The Dow Jones Industrial Average dropped as much as some 700 points Monday, while the S&P 500 shed as much as 80 points (2.8%) after China retaliated against President Donald Trump's increased tariffs on Chinese goods. What should you do now?
With the S&P and the Dow Jones Industrial Average both down about 4.6% since their near-time peak on May 3, here's what three of the TheStreet's experts say you should do:
"With the likelihood that we will see further trade tensions with China and a likely slowdown in global economic activity -- providing continued repression in global interest rates -- the case for gold has increased," Kass said. "Central banks seem hell-bent in continuing their monetary largesse as signs of a structural growth slowdown multiply."
Kass added that Larry Kudlow, Trump's director of the National Economic Council, has said that "the Fed may not hike interest rates [again] in my lifetime."
"Debasing of currencies and disregard for sovereign deficits should be viewed as friendly to the gold markets, Kass said. Plus, "real interest rates have fallen sharply -- which gold historically is tied to." He noted that the five-year real U.S. Treasury rate has fallen from 1.16% in November to just 0.51% as of Monday.

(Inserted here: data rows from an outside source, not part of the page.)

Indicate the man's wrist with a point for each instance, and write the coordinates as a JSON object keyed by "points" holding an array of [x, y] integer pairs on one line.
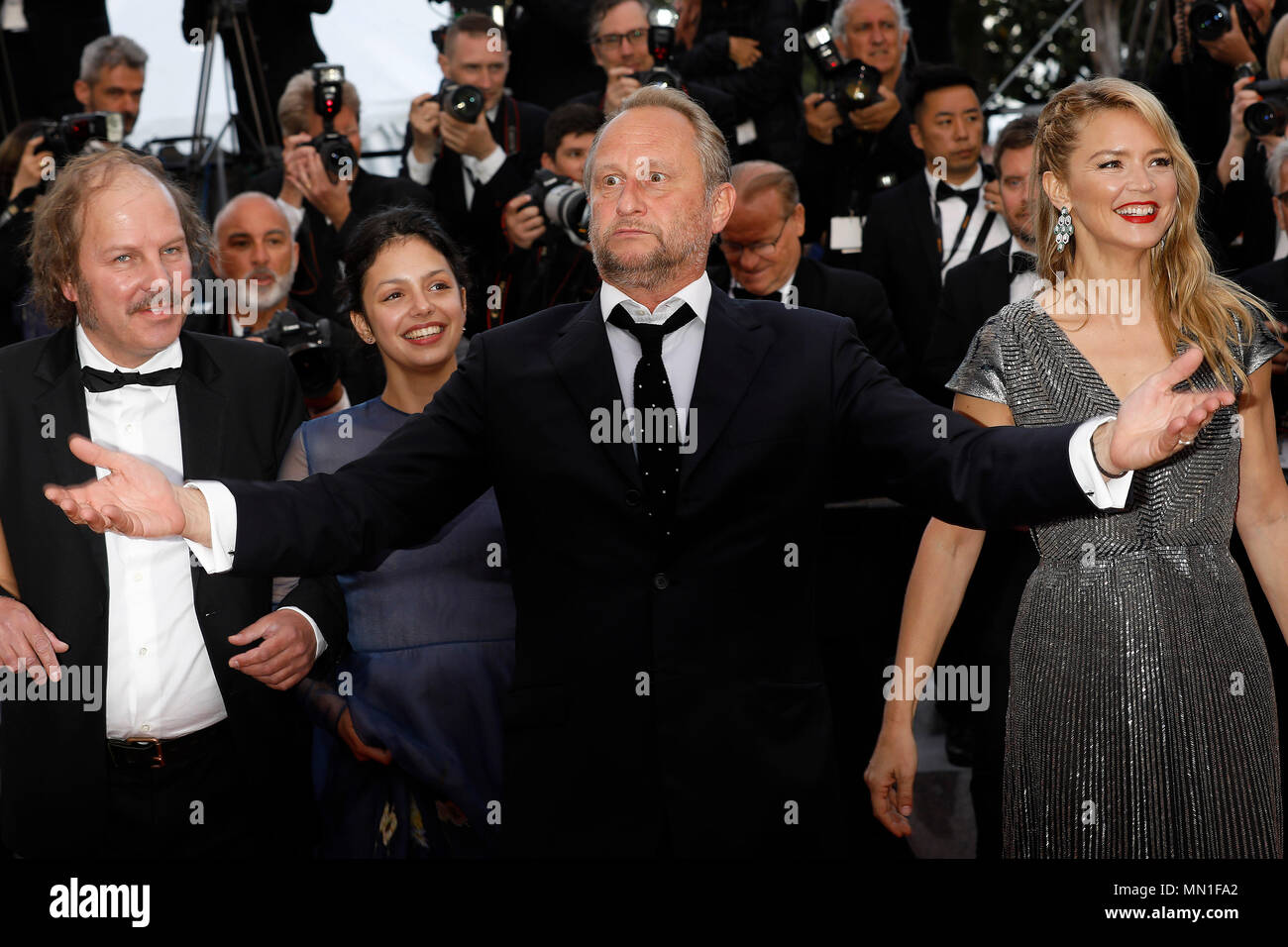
{"points": [[1100, 438]]}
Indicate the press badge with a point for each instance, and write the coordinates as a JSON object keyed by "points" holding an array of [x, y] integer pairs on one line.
{"points": [[846, 235]]}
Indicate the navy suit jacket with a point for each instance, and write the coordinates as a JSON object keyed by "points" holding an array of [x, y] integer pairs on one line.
{"points": [[665, 697]]}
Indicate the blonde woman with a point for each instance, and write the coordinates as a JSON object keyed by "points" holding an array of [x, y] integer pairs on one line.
{"points": [[1141, 718]]}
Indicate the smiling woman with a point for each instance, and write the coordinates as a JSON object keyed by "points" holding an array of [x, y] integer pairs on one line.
{"points": [[1141, 714]]}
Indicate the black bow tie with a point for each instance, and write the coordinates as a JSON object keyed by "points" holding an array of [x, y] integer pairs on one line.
{"points": [[1021, 262], [742, 292], [98, 380], [943, 191]]}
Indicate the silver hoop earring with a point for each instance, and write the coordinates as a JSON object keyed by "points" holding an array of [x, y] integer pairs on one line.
{"points": [[1063, 230]]}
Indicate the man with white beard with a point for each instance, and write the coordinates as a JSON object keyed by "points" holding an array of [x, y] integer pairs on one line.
{"points": [[254, 245]]}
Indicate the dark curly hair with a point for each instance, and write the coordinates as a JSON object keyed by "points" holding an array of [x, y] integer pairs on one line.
{"points": [[53, 247], [395, 224]]}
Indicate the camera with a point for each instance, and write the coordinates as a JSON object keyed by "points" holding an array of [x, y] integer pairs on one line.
{"points": [[462, 102], [1210, 20], [1270, 115], [561, 201], [850, 84], [336, 154], [69, 134], [316, 363], [661, 39]]}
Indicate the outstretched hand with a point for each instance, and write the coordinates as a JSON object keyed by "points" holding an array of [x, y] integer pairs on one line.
{"points": [[134, 499], [1154, 421]]}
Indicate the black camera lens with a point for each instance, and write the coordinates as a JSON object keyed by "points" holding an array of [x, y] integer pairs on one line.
{"points": [[465, 103], [1210, 21], [1266, 118]]}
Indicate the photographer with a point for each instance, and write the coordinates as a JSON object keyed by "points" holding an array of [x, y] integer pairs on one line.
{"points": [[322, 204], [111, 77], [472, 169], [1196, 81], [545, 266], [849, 158], [618, 40]]}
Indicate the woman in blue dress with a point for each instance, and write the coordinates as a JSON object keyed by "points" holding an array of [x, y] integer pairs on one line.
{"points": [[407, 750]]}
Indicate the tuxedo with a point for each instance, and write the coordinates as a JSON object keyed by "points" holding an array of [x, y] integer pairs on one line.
{"points": [[971, 292], [239, 406], [668, 693], [903, 249], [476, 224], [845, 292]]}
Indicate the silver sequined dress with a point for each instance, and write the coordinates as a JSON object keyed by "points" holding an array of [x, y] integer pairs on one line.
{"points": [[1141, 719]]}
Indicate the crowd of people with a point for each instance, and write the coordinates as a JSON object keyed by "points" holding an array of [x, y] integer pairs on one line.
{"points": [[394, 564]]}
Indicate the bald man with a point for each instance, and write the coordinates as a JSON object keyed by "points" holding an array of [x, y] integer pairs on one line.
{"points": [[761, 260]]}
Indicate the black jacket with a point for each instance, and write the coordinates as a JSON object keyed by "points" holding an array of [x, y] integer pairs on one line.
{"points": [[973, 291], [678, 686], [239, 407]]}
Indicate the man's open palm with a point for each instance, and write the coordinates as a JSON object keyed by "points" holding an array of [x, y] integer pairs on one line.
{"points": [[1154, 421], [134, 499]]}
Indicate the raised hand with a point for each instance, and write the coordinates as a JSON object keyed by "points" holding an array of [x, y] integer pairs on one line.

"It's time to be serious here and raise some cash," Lang said. "After such a strong move down, many are thinking 'that is it.' [But] volatility is exploding here over the past several sessions and staying elevated. That's a bad sign, and while the internals of the market are not poor over the longer term, the short term is going to provide some challenges. There will be a chance to get on board some names, but for now, it's time to be cautious and rational."
"With markets once again coming under pressure, I will suggest buying some protection [with puts]," he said. "Perhaps you may think it's too late or the horse is out of the barn -- frankly, many out there feel this way. But with the erratic newsflow and sentiment shifting in real time, it is prudent to be cautious."
"We suggest adding some index puts as protection here -- the SPDR S&P 500 ETF, SPDR Dow Jones Industrial Average ETF or PowerShares QQQ ETF are just fine," Lang said. "At-the-money strikes for one to two weeks out will provide some good insurance in case the markets go off the rails.
[But as] we are pretty well oversold, a modest bounce could occur, too. So for those nimble enough, you could add some out-of-the-money calls as well -- again, with SPY, DIA or QQQ -- to take advantage of the oversold. [But] we won't bounce hard without some news, so play it close to the vest."
"We'll continue to look for portfolio prospects that are poised to benefit from pronounced tailwinds, as well as ones that have either more U.S.-focused business models or ones that focus on inelastic and consumable products," Versace said. Two such companies are Procter and Gamble and Colgate-Palmolive, although he's not specifically endorsing them.
"We also like dividend-paying companies -- particularly those that fall into the 'Dividend Aristocrats' category because they've consistently grown their dividends for the past 10 years," Versace added.
Specifically, he said that spice-and-condiments company McCormick & Co. could be a good pick with a dividend yield of 1.5%, although it does have international exposure that could suffer in a trade war. Versace also likes At&T, which currently yields about 6.6%.